I bought a new handheld (PDA) from an online vendor up to 6 months ago, it is a HP iPAQ rx3715 running Windows Mobile (Pocket PC 2003 Pro). I have been using a program I installed from the internet which queries a database and returns a search result- this is my Japanese dictionary. I have had no trouble with using this for months, except where I had a memory issue and needed to close some other programs on the PDA to free it up.

Anyway last night I was using my dictionary program, when the screen went all grainy- I wish I had time for a photo but I didn't- the screen display started showing horizontal lines which gradually turned the display into a gray gradient- like an old computer game where you lose or something, a blinds effect.
After that it restarted itself.
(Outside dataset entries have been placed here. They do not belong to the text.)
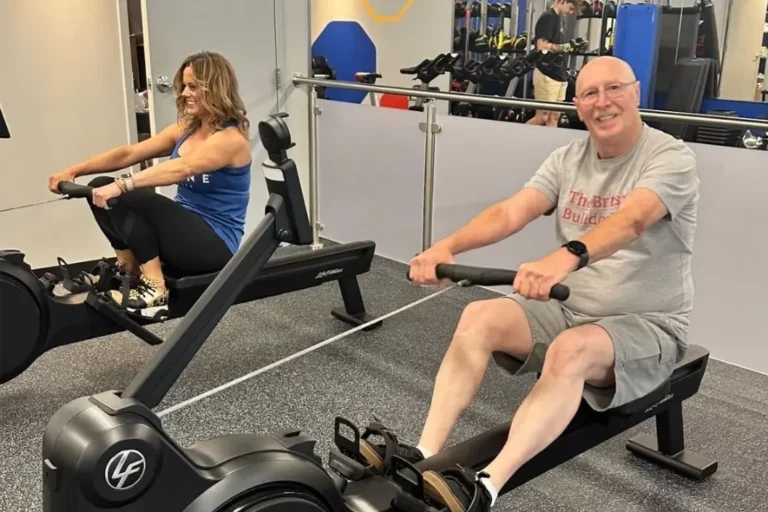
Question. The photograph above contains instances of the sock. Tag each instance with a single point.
(426, 453)
(491, 489)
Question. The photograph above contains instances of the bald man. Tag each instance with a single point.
(624, 200)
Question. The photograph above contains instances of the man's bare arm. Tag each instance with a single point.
(498, 221)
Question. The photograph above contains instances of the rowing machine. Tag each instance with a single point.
(38, 320)
(110, 452)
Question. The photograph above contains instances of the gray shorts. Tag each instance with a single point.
(645, 349)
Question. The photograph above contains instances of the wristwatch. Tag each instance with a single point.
(578, 249)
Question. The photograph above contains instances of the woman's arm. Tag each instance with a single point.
(222, 149)
(121, 157)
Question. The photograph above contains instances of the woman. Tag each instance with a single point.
(210, 159)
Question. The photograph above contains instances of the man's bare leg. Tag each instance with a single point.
(579, 355)
(153, 269)
(485, 326)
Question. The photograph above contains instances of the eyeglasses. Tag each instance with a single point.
(612, 91)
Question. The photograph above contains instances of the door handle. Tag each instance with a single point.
(164, 83)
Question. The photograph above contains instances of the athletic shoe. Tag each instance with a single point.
(380, 455)
(144, 294)
(458, 489)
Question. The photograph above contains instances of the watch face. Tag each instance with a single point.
(577, 247)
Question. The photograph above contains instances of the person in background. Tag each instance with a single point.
(549, 81)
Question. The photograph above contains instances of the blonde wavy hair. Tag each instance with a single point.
(215, 77)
I have tried to use the PDA since, but every menu I try and enter causes it to restart, I can't even change the volume from the home screen as this causes a restart too.
Earlier in the day I was using Pocket Word and the calendar but I'm pretty sure that's it.

I have tried leaving it for a while after a restart and accessing a menu, I've tried using it with and without my SD card inserted, I've tried turning it off and leaving the battery out for a few minutes, and I've tried resetting it a few times in a row before I try and access anything. I can't even get to the menu where I can close all running programs so I have no idea if it's a memory issue or not.
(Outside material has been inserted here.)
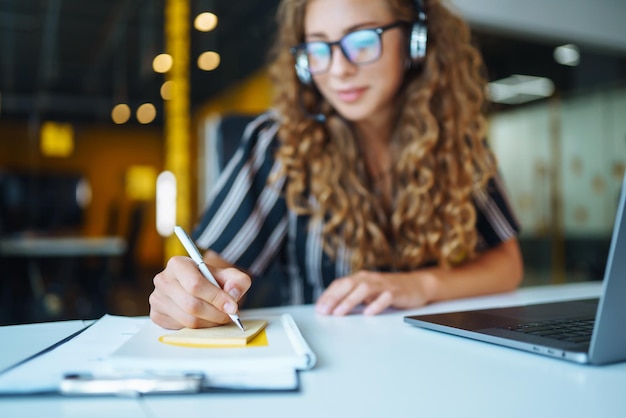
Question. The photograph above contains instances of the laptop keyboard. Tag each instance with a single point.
(573, 330)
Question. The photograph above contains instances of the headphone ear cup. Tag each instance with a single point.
(302, 69)
(417, 42)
I have just tried connecting it to the docking station on the computer, it seems to be charging through the dock, but it won't run the synching program so the computer doesn't know it's connected. I really don't want to perform a hard reset because of files on the PDA but I will as a last resort.

Does anyone have any suggestions?

Thanks very much...


----------



## darikuri (Oct 10, 2008)

Sorry, not sure how to edit my original post...

It seems the computer knows when the PDA connects to the computer because it makes the device connecting noise and I can see it in the safely remove hardware menu. However, the Windows Mobile Manager doesn't run and I can't see the device in my computer drives menu with everything else. So, the computer knows it's connected, but can't access it. Any thoughts?


----------



## kaab (May 14, 2010)

My ipaq has same problem, i usually connect it to wall charger (AC power supply), nothing else works, and close all the running programs. Hope it works for you


----------



## Basementgeek (Feb 7, 2005)

Hi and welcome to TSF :wave:

Hope they have resolved their issue as this an 1½ year old thread.

BG


----------



## darikuri (Oct 10, 2008)

Hi there, and no not really. I ended up flashing it to the original specs and a few months ago I had a similar problem- while turned off, it would just boot itself up and the screen would stay white with the backlight on, and would stay like that until it ran out of battery and then lost all it's memory, starting from the factory settings again.

Currently it is in dormancy with its battery taken out, and my fiancee has promised he will try putting the latest Windows mobile on it at some point to see if it runs better. I think it's a hardware problem but I will probably never find out.


----------